Je zou kunnen denken, is het erg, dat het waterpeil in de grachten zakt? Anno nu zou bij het langdurig droogstaan van de grachten de grond kunnen zakken door uitdroging, met als gevolg het (scheef) zakken van de gebouwen in de stad. Toen, in de jaren 1950-1970, zouden de directe gevolgen groter zijn. Zo schrijft de gemeente in haar brief aan de provincie:
‘De waterstand zou niet mogen dalen omdat dit zou kunnen leiden tot:
1. Het vooroverkomen van kademuren;
2. ongerief ten gevolge van in de gracht stromend rioolwater;
3. een situatie, waarbij onvoldoende of géén water voor brandblussing aanwezig is.’

Waterkeringen
Bij de plannen uit de jaren 1950, om het droogstaan van de grachten te voorkomen, waren de bruggen onderdeel van de ‘verdedigingswerken’, door middel van een waterkering onder de brug. Er waren twee grachtenstelsels die moesten worden afgesloten van het Noordhollandsch Kanaal. Dat was het waterstelsel met het Luttik Oudorp, Verdronkenoord, Mient en de Kaarsemakersgracht en het stelsel van de Oudegracht en de Singelgracht.

Alkmaar was na 1945 in het kader van het toenemende autoverkeer bovendien bezig de vooroorlogse ideeën voor een betere autobereikbaarheid vorm te geven. Het idee was toen nog dat je daarbij door de binnenstad moest kunnen rijden, en daarvoor waren bruggen nodig. Deze waren gepland in het verlengde van de Bierkade richting het zuiden, in de huidige Korte Vondelstraat over de Oudegracht en Baansingelgracht. Bij het voorkomen van het wegstromen van het water uit de grachten speelden ook de nieuwe bruggen een belangrijke rol. De nieuw aan te leggen bruggen lagen – toeval of niet – ook nog op de plekken van de nieuwe waterverdediging. Zo werden in de nieuw aan te leggen bruggen sleuven in de wanden van de brug gemaakt, waarlangs de schotbalken in het water zakten. Dat gebeurde bij de bruggen in de Korte Vondelstraat, de Zoutkeetbrug over de Oudegracht en de Wolfsbrug over de Baansingel. Bij het vernieuwen van het Texelsehek werden er sluisdeuren aangebracht. Daarmee was dit grachtenstelsel afgesloten van het kanaal.

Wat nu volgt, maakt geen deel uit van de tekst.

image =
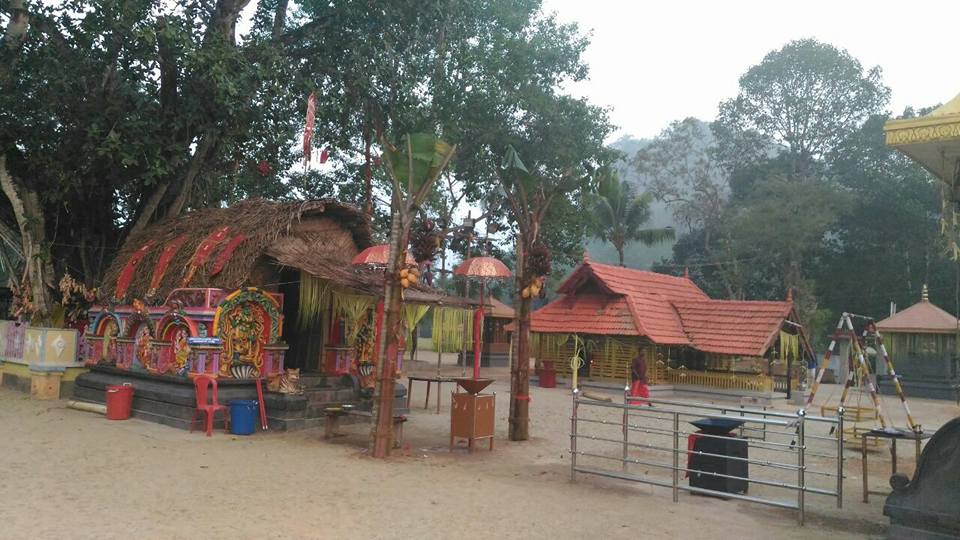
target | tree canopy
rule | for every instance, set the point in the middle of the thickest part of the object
(114, 115)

De bruggen van de grachten in de noordoosthoek van de stad met het Luttik Oudorp, Verdronkenoord, Mient en de Kaarsemakersgracht zouden eerst niet worden aangepakt, omdat deze grachten volgens de stedenbouwkundige plannen van Wieger Bruin gedempt zouden worden. Toen deze plannen niet doorgingen, zijn bij het verbreden van de Bokkebrug twee sluisdeuren aangebracht, die ondertussen weer zijn verwijderd.
Moderne ophaalbrug
Toen de Rootorenbrug eind jaren 1970 vervangen zou worden, werden ambtenaren van Openbare Werken er bij het indienen van de plannen door de provincie op gewezen dat er keersluizen moesten worden aangebracht. Maar met een enkele brief van de gemeente en van de provincie was men er snel uit en behoefde de gemeente Alkmaar geen keringen bij de bruggen langs de Bierkade meer aan te brengen. Met andere woorden, bij de Rootorenbrug was geen kering meer nodig en de brug kon gebouwd worden zoals gepland en zoals die er nu bij ligt, als een robuuste moderne ophaalbrug geschikt voor de toen nog bedachte doorgaande verkeersweg aan de oostkant van de stad, langs de Bierkade.

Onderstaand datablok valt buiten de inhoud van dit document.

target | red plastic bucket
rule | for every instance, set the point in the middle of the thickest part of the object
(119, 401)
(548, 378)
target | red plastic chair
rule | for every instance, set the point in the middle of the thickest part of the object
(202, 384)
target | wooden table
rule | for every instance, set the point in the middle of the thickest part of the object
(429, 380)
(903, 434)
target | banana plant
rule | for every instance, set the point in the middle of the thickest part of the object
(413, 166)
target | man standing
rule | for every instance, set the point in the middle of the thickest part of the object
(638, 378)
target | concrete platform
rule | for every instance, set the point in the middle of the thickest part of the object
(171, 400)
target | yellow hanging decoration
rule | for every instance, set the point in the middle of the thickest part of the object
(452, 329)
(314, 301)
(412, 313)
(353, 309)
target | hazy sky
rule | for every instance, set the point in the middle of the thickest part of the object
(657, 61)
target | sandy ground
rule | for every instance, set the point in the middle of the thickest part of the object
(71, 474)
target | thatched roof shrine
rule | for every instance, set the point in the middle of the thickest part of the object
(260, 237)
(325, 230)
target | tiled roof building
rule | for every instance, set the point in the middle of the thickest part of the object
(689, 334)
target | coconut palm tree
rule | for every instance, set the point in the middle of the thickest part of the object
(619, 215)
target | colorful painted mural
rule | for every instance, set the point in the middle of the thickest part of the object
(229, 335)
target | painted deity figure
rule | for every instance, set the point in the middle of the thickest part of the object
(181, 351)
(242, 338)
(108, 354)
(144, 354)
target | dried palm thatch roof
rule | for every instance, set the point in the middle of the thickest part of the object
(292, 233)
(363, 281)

De wet waaronder deze verdedigingswerken voor het geval de dijken zouden doorbreken ressorteerden, kwam in 1991 te vervallen. Maar daarmee is het nut van deze compartimentering van de waterwegen nog niet vervallen. Dat blijkt wel uit het feit dat sommige onderdelen van deze verdedigingswerken nog worden onderhouden. Zo zijn bij de Wolfsbrug over de Baansingelgracht in 2021 nog onderhoudswerkzaamheden verricht aan de sleuven waarin de schotbalken kunnen worden neergelaten.